第27話夏休み -告白1/3

夏休み -告白1/3


「ねえ、まだちょっと時間ある?」


「ああ、もう家に帰るだけだからあるよ」


「ちょっとうちに来ない?」


「えっ、村井さんの家?」


「そう」


「なんで」


「いいじゃない」


「・・・・・・」


「はい、じゃあ、バイクをこっちに止めて」


相変わらずぐいぐい。 


言われた通りにバイクを止めて、村井さんの後について行く。


村井さんは家の鍵を開け、大きな声で「ただいま~」


「おかえりー」と2階から声がした、おそらく武村が大好きな妹なんだろう。


「このまま私の部屋に行こっか」そう言って、村井さんの後について階段を上がって村井さんの部屋に入った。


「座るとこないからベッドに座ってね」村井さんが寝ているベッド・・・ドキドキ・・・


「うん」


「何か飲み物もってくるから、ちょっと待ってて」

そう言って村井さんが部屋を出て行った。


部屋には俺1人・・・このまま村井さんのベッドにダイブ・・・なんてことしないで、部屋を見渡すと、机には彼氏と2人の写真・・・彼は野球部のユニフォーム姿。

部屋はかわいい女の子の部屋というより、シンプルな女性の部屋って感じ、村井さんらしい部屋ですね。


村井さんが、ベッドの前にある小さなテーブルに麦茶をのせ俺の隣に座る・・・ドキドキ


ふっと村井さんが俺の目線に気づいて


「あ~、この写真ね~、彼と試合の後に撮ったやつ」


「へ~ お似合いですね~」それなりに褒める、確かに彼氏は大きくて村井さんとの並んでいるとお似合い。
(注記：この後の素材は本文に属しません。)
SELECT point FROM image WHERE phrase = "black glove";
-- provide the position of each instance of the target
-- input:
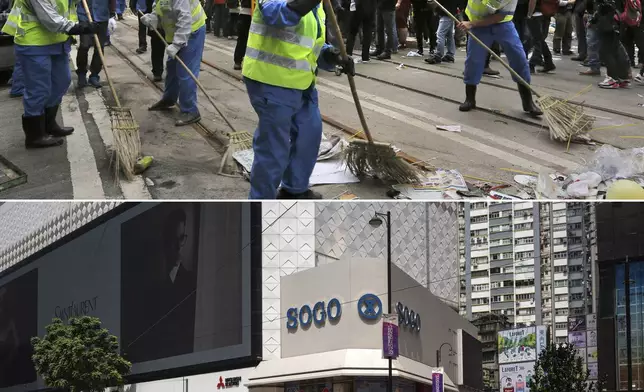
(302, 7)
(83, 28)
(333, 57)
でも俺の基準では彼はイケメンではないと思うんだけど・・・嫉妬?


でもそういう事は言えず、ありきたりにそう褒めると、村井さんは気のせいか、いつのよりちょっとおとなしい、暗い?いつものようにからかってこない、村井さんがぽつりぽつり話始めた


「実はね~、1ヶ月くらい前に、他に気になる人がいるから会うのを控えたいって言ったら、怒って強引に野球部の用具置き場倉庫に連れられて、無理やりにされちゃったの・・・・・・彼とは始めてじゃなかったけど‥‥‥その時、私、彼の事、本当は好きじゃないってわかった‥‥‥それから、どんどんその人の事が気になってきて・・・私、本当に好きになる、って経験ないんだよね、だから、彼となんとなく付き合ったけど・・・、その人の事がどんどん気になって・・・」


急にそんな重大な話をしてきた。


「じゃあどうして彼と付き合うようになったの?」


「私ね、中学の時からいろんな人に告白されてね、で断ってばっかりで申し訳なくて、その度にいっちゃんに相談してたんだよね」


「いっちゃんは、純がいいなって思う人が見つかるまで断ればいいんじゃない、って言ってくれて、だからずーっと断ってたの、そのまま高校に行って、1ヶ月もしないうちに彼が声をかけてきたの、でもそれは告白じゃなくて、野球部のマネージャーの勧誘でね、だからそういう人って初めてで、野球部のマネージャーをするようになってから、彼と一緒に用具を買いに行ったり、事前に相手校との打ち合わせに行ったりして、だんだん仲良くなって、彼から告白されたの、すごく良い人だったから、いっちゃんの言うように、付き合ってみようかなって、で付き合って・・・でも・・・違った」


「何が?」


「彼は、夏休み明けに主将になって、私は主将の彼女って感じで、いつも野球ばっかりで、

本当は私の事ぜんぜん考えてくれてなくて、野球と自分が優先、それ以外の時・・・彼はね、私を付属品とか所有物みたいに思ってる・・・・・エッチもそう、彼の言われるまま、彼の気分」


「それにね、最初から自分の彼女にするためマネージャーに誘ったみたいなの。

野球なんてまったく知らなかった私に。


どうして私の名前を知ってるのか、すごい不自然だった」


「その気になる人が現れたんだね」


「そう、彼にはそういう風には感じなかった。